Major work of repertoire, Der Ring des Nibelungen by Richard Wagner cycle of four operas, is designed as a festival stage in a prologue (Der Rheingold) and 3 days (Die Walküre, Siegfried and Götterdämmerung).
richard wagner european orchestra
choir of opéra de Dijon
musical direction Daniel Kawka
staging Laurent Joyeux
drama & staging collaboration Stephen Sazio
staging assistant Yves Lenoir
Scenography Damien Caille-Perret
scenography assistant Roberta Chiarito
costumes design Claudia Jenatsch
lighting Jean-Pascal Pracht
VOCAL COACHes Elsa Lambert | Emmanuel Olivier
CHOIR DIRECTOR Mihály Menelaos Zeke
PIANO ACCOMPANIST Maurizio Prosperi
The Ring of the Nibelung tetralogy is a lyric adventure without equal. Across the immense fresco of its four operas, it relates the eternal battle of power and greed against love and liberty. Wagner draws his deep inspiration from Nordic myths, its gods, giants, dwarves and heroes, but he does so the better to describe his own era – our era – and thus reveal that which is purely human, that which always and everywhere touches and illuminates us.
Rare are the opportunities for any opera house to bring this masterpiece to the stage in its continuity, given the sheer scale of the task, which requires the prolonged mobilization and energy of massive forces. In this bicentennial year of Richard Wagner’s birth, the Dijon Opera has taken up the challenge and after several years of preparation today offers us the chance to experience the most extraordinary dramatic epic ever penned. And to respect Wagner’s wish that everyone be able to share in this exceptional event, we have chosen to present the cycles over two consecutive days, each concentrating on two operas, thus favouring the unity of a single narrative flow and making the extraordinary scope of the score accessible without sacrificing anything of its vocal and orchestral splendour: The orchestral forces – 80 to 100 musicians in the pit as the works – and cuts in the partition preserving the unity and strength of the dramatic work. It is with a true Festival of three cycles – within which you may constitute your own cycle according to your desires – that we open the 2013-14 season.
“My children, bring forth the new!” It is with these words that Wagner concluded his first series of performances at Bayreuth in 1876, he who, contrary to the idealized image retained by posterity, was like all his generation avid for the new and for creation, renewal and revolution.

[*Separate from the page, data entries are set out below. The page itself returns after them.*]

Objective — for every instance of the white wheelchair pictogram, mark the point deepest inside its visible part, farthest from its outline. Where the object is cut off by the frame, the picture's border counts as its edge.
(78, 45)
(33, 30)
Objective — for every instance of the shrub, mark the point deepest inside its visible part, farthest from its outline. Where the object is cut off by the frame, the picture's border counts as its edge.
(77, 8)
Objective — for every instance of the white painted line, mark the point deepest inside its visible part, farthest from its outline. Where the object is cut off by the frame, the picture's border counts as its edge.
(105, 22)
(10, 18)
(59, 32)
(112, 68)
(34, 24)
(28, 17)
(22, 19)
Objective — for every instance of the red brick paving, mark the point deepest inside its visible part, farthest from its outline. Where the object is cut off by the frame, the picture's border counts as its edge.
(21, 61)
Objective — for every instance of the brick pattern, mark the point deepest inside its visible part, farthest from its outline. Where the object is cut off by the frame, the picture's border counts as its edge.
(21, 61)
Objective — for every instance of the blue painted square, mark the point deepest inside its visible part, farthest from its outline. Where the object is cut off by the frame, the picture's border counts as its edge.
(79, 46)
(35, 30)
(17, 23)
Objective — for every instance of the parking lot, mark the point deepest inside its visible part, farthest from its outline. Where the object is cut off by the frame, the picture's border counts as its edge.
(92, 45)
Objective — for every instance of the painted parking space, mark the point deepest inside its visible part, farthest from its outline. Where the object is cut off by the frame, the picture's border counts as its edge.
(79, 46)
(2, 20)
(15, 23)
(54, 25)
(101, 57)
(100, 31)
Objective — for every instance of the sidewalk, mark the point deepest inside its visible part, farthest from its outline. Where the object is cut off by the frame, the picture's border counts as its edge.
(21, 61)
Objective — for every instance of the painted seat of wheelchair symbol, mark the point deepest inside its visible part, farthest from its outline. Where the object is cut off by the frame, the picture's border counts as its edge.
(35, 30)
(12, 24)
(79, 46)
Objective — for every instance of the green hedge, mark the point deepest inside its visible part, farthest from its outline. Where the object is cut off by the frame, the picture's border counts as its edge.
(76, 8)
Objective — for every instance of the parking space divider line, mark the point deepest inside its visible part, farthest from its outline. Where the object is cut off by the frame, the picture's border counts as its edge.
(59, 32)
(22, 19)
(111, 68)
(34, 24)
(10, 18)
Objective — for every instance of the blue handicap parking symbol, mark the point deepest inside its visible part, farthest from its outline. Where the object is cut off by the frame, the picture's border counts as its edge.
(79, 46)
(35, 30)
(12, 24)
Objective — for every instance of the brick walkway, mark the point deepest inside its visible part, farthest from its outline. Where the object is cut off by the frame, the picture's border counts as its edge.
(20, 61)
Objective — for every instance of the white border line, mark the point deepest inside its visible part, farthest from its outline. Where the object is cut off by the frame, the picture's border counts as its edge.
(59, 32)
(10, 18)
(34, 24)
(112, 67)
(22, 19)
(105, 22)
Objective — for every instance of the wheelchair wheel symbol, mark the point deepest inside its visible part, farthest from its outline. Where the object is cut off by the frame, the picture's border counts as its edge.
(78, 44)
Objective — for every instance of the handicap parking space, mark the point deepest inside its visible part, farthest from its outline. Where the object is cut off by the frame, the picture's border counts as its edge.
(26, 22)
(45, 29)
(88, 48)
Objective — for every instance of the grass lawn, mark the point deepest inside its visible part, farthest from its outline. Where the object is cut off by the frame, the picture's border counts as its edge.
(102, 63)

The demands of art remain faithful to the living flame and not to the dying embers, and so it is that the Dijon Opera has chosen to go deeper in its study of the work – the examination that must precede any production – and has commissioned Brice Pauset, composer in residence, to create two dramatic prologues, one for each day, that question Wagner’s musical material and the role he plays for a composer today.
Daniel Kawka, whose magnificent work at Dijon on Tristan und Isolde in 2009 won the enthusiastic praise of the general public and the critics alike, conducts a stellar cast, including soprano Sabine Hogrefe, the most absolute Brünnhilde of our day; steeped in the subtle art of the lied, the baritone Thomas Bauer takes on the role of Wotan; and Daniel Brenna, the dream heldentenor, whose youth and power have ignited the British and German stages, reserves his first French Siegfried for Dijon. Together, they carry Laurent Joyeux’ poetic, dreamlike and humanist staging.